We began the training in cantastoria, and then, we listened to several people speak about details of the action. A lawyer covered all the possibilities we might face resisting the Albany Police Department, which was so well prepared for us to exercise our first amendment right that at times, the blockade felt more like a picnic rather than disobedience.

I was asked, several times, leading up to Albany, whether I planned to be arrested. I had and I hadn’t, and I was confused about it all, not about the risk of arrest, but why it seemed so vital to the movement. My question was why any one arrest was so important when two thousand standing in solidarity make a big statement. The overarching discussion of legal matter overshadowed the focus of this action for me. I felt ungrounded, wondering how I could march in solidarity with others when simply sitting together in a church wasn’t enough for me to be bound to a group.

Luckily, a leader stepped forward to join us together in song:

keep the oil and the coal in the earth where it belongs. all our troubles will be over, the sea ‘ll no longer rise. better day a comin’ by and by

When the congregation sang, I finally felt rooted in the harmony of generations and races and spiritual diversity. Our song defused my apprehension stepping into action and the questions for why I was there. I was able to sleep wedged between church pews feeling some sense of connectedness to the group and their overnight, sniffling and snoring sonnets, finding some joy amid the struggle and despair of this work.

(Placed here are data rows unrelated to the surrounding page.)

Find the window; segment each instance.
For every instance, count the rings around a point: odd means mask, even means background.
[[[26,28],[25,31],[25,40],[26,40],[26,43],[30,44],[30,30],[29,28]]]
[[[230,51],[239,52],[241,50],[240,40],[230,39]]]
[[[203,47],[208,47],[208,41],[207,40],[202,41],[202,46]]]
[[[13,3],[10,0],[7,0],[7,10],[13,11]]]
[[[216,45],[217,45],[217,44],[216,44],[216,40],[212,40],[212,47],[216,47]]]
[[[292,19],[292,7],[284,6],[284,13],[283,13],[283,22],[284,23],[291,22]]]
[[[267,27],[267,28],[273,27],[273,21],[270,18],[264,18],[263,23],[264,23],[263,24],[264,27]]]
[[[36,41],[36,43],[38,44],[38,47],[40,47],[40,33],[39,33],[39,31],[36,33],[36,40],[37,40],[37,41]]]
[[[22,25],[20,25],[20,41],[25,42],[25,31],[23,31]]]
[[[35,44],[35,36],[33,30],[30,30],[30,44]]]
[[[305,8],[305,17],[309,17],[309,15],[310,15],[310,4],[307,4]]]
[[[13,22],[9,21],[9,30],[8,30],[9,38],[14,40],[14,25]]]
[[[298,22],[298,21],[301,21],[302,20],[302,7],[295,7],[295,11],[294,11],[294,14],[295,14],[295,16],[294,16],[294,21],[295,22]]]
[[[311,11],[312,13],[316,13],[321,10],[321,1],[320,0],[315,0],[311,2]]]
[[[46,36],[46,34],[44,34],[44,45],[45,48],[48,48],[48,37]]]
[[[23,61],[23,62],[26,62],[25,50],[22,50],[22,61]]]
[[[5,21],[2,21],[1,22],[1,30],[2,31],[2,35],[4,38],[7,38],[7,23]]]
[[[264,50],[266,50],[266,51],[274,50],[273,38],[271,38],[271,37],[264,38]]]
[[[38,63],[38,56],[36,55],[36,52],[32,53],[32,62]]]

On Saturday morning, we rallied with fervor at a Lincoln Park, from which we marched and chanted for a mile or so, on route to the blockade, stopping first in Ezra Prentice, a neighborhood bordering the railway where the bomb trains pass on route to the port. We heard local leaders acknowledge the racial injustice often overlooked in the climate change conversation, and their call for clean air and clean water, a neighborhood free of oil infrastructure.

Towards Saturday’s end, just before we boarded bus for home, the astute nine-year-old wearing the handmade t-shirt said, “When we leave the trains are just gonna come back.” I had thought hard about this too, as had others I spoke with. What’s the point when our effort seems futile, when government and industry plead ignorance and recognize economic growth as more important than health and quality of life?

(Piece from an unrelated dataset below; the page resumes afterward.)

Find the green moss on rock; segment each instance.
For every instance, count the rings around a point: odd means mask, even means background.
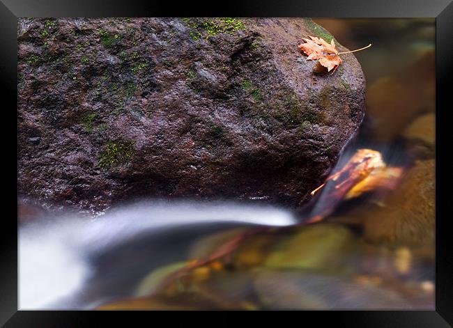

Although the young girl was right, she witnessed the power in showing up and the being heard, the unity in sleeping on an uncomfortable floor for one night, to rise up for those who have been marginalized by policy and economics, our brothers and sisters pushed to the perimeter, and the residents of Ezra Prentice, who hang their clothes out to dry and watch their children grow amid industrial exhaust in the playground between the busy street and the train tracks.

I stepped into an unfamiliar space and a new community at Break Free. Marching, shouting, and listening, I absorbed an array of energy and I was moved to a point that stretched me thin. Towards the end of the action, I walked away from the intense crowd and the energy for a good cry. Feeling a little alone, I was reminded how I grow when I step into vulnerability of the unknown.

Break Free taught me the importance of civil disobedience as a vehicle to influence and uplift society. The action also amplified my oft quiet political voice in the harmonic quality of two thousand powerful people singing and chanting for movement towards a renewable energy era, confirming my belief that our communal effort around Earth will nurture the future for all species.